2. Klasifikasi
Berdasarkan Depkes (2007) Penentuan klasifikasi penyakit dan tipe pasien
tuberculosis memerlukan suatu definisi kasus yang meliputi empat hal , yaitu:
a. Lokasi atau organ tubuh yang sakit: paru atau ekstra paru
b. Bakteriologi (hasil pemeriksaan dahak secara mikroskopis): BTA positif atau BTA
negative
c. Tingkat keparahan penyakit: ringan atau berat.
d. Riwayat pengobatan TB sebelumnya: baru atau sudah pernah diobati
Manfaat dan tujuan menentukan klasifikasi dan tipe adalah untuk menentukan
paduan pengobatan yang sesuai, registrasi kasus secara benar, menentukan prioritas
pengobatan TB BTA positif, dan analisis kohort hasil pengobatan. Kesesuaian paduan
dan dosis pengobatan dengan kategori diagnostik sangat diperlukan untuk
menghindari terapi yang tidak adekuat (undertreatment) sehingga mencegah
timbulnya resistensi, menghindari pengobatan yang tidak perlu (overtreatment)
sehingga meningkatkan pemakaian sumber-daya lebih biaya efektif (cost-effective)
dan mengurangi efek samping.
Ada beberapa klasifikasi TB yaitu menurut Depkes (2007) yaitu:
a. Klasifikasi berdasarkan organ tubuh yang terkena:
1) Tuberkulosis paru
Tuberkulosis paru adalah tuberkulosis yang menyerang jaringan (parenkim)
paru. tidak termasuk pleura (selaput paru) dan kelenjar pada hilus.
2) Tuberkulosis ekstra paru
Tuberkulosis yang menyerang organ tubuh lain selain paru, misalnya pleura,
selaput otak, selaput jantung (pericardium), kelenjar lymfe, tulang, persendian,
kulit, usus, ginjal, saluran kencing, alat kelamin, dan lain-lain.

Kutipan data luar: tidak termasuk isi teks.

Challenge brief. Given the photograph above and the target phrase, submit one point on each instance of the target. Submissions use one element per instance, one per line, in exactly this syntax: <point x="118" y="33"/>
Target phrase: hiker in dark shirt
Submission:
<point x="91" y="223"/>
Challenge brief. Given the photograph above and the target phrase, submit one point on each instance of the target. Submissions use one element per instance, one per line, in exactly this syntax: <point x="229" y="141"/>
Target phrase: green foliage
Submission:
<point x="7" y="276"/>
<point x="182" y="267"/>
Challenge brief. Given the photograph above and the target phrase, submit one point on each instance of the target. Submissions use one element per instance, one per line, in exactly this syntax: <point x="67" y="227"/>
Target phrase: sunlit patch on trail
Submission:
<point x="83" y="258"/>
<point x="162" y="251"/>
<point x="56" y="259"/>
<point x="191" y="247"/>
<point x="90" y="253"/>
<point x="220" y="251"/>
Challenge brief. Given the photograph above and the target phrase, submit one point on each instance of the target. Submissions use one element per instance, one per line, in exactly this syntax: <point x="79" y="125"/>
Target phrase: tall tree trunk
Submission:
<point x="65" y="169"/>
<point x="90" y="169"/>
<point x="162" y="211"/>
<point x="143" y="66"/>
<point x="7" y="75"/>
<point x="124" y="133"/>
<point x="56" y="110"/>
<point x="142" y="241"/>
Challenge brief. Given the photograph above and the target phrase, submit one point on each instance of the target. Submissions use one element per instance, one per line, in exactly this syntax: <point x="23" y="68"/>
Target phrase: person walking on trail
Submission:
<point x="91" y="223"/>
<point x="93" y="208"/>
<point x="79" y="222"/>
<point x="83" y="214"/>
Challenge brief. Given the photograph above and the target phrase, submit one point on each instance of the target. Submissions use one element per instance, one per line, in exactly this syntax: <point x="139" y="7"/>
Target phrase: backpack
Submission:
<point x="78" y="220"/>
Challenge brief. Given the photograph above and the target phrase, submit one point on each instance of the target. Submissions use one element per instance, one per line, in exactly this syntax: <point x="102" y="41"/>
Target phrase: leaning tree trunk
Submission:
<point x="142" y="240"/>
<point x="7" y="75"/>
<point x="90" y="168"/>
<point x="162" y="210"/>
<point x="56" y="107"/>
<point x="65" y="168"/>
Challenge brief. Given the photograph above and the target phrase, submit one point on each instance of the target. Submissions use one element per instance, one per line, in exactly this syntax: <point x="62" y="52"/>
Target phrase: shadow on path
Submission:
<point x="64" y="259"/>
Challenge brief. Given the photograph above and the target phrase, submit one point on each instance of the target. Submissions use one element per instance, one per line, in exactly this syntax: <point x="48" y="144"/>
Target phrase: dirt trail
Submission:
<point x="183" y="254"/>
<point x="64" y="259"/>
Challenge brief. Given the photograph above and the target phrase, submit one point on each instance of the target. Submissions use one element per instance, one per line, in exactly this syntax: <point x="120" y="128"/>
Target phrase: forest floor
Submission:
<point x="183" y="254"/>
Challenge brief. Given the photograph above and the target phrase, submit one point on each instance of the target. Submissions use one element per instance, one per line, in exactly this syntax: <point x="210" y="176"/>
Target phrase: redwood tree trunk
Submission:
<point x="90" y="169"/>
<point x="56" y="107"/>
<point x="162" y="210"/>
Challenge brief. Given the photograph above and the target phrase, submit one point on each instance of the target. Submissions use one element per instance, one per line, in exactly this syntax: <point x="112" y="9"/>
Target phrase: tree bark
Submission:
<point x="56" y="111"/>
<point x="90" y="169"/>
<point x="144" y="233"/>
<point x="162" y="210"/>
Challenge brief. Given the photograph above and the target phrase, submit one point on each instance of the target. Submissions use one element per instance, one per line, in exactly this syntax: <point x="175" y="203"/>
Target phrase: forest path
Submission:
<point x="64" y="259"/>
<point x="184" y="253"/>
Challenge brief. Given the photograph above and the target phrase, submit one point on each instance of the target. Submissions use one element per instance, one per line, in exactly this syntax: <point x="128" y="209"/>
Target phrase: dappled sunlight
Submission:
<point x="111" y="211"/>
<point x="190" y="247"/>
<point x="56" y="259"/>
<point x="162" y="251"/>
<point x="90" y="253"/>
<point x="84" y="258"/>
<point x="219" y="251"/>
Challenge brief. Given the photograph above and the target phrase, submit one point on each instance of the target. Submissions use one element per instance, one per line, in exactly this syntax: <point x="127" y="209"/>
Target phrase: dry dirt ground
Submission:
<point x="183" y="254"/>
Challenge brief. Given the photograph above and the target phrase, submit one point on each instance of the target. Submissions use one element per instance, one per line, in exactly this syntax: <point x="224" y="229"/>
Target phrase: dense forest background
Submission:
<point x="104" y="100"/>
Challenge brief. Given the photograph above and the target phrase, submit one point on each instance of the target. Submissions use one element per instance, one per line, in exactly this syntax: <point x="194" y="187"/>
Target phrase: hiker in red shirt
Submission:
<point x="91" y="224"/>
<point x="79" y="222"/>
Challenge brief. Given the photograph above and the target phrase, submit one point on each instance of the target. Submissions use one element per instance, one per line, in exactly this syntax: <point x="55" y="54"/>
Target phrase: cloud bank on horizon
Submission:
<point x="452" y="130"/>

b. Klasifikasi berdasarkan hasil pemeriksaan dahak mikroskopis, yaitu pada TB
Paru:
1) Tuberkulosis paru BTA positif.
a) Sekurang-kurangnya 2 dari 3 spesimen dahak SPS hasilnya BTA positif.
b) 1 spesimen dahak SPS hasilnya BTA positif dan foto toraks dada
menunjukkan gambaran tuberkulosis.
c) 1 spesimen dahak SPS hasilnya BTA positif dan biakan kuman TB positif.
d) 1 atau lebih spesimen dahak hasilnya positif setelah 3 spesimen dahak SPS
pada pemeriksaan sebelumnya hasilnya BTA negatif dan tidak ada
perbaikan setelah pemberian antibiotika non OAT.
2) Tuberkulosis paru BTA negatif
Kasus yang tidak memenuhi definisi pada TB paru BTA positif. Kriteria
diagnostik TB paru BTA negatif harus meliputi:
Adalah semua kasus yang tidak memenuhi ketentuan diatas. Dalam kelompok
ini termasuk Kasus Kronik, yaitu pasien dengan hasil pemeriksaan masih BTA
positif setelah selesai pengobatan ulangan.
3. Anatomi dan Fisiologi
Saluran penghantar udara hingga mencapai paru-paru adalah hidung, faring,
laring, trachea, bronkus, dan bronkiolus.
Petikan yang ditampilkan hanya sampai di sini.